Shinozaki, etc.

Chuck Stephens cougar71 at well.com
Sat Jul 27 13:47:06 EDT 2002


>The echo of Kunikida Doppo's well-known collection of sketches from 
>the Meiji period, "Wasureenu Hitobito," typically translated 
>"unforgettable people" is too close for me to shake.  I meant to ask 
>Shinozaki if he intended it at the screening, what with the archaic 
>"-nu" ending, but the taidan with Professor Fujii went on for most 
>of the allotted time, and I didn't get a chance.  Do you know if he 
>meant to allude to that?

No, I surely don't. I only know that *Not Forgotten* already has an 
English-language title, your associative invention notwithstanding, 
and that Shinozaki has made more films than it appeared you had 
noticed. Curiously, though, while your observations on the linguistic 
resonances of the Japanese title(s) are fascinating, the notion that 
an English-language title like *Unforgettable People* would be 
appropriate for this film -- which is in every way about events, 
individuals and actors which/who are "not forgotten" -- or for 
anything other than a film starring, oh, Debra Winger, say, or 
Shirley MacLaine, is indeed "hysterical".

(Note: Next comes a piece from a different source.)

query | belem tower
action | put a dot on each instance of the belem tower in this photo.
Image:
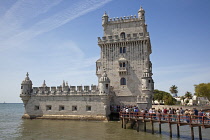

Oh, and it's *Terajima* Susumu, who always seemed amply emotive to me 
in the Kitano films, though I felt for him plenty in Miike's *Dead or 
Alive*, and never more than in Go Riju's *Elephant Song*.

>As for whether the incidence of "hysteric" and its various forms is 
>indeed statistically more prevalent than before, as is my 
>impression, or not so, as is yours, that would need to be determined 
>by a Kon Wajiro-type longitudinal urban street ethnology, something 
>marketing and advertising firms undoubtedly already have in place 
>and functioning.  I'm sure the data is out there.

The beans are in your counter. If your interest in female hysteria in 
recent Japanese film persists, you might want to seek out Otani 
Kentaro's *A Woman's Work* -- or not, since it is a decidedly tedious 
film on the topic, despite featuring one of Tsukamoto Shinya's more 
winsome performances. (Sure beats his work in Ichiro Naoki's dreadful 
*A Drowning Man*, a recent film about hysterical husbandry.)

>The larger point is that, as much as I like Okaeri, it's another 
>story about a sick wife, who begins with a modicum of financial and 
>personal independence,is reduced to helplessness by mental illness 
>and ends judged before doctors and collapsed into her husbands arms, 
>who cradles her in his arms and tells her to shush.  Who's 
>wish-fulfillment that might represent, I don't know. I think 
>clinically it is a not at all careless representation of the onset 
>of schizophrenia, but it stacks up with a number of motifs of 
>longstanding in melodramatic fiction and film, cf. Laura Mulvey.

This is a "larger point"? "Larger" than the deep-in-the-stacks 
triumvirate of names you felt compelled to drop in your retort? You 
needn't seem so defensive, Professor; with Laura Mulvey as your 
triumphal Zorro-flourish, your Phd. clearly precedes you.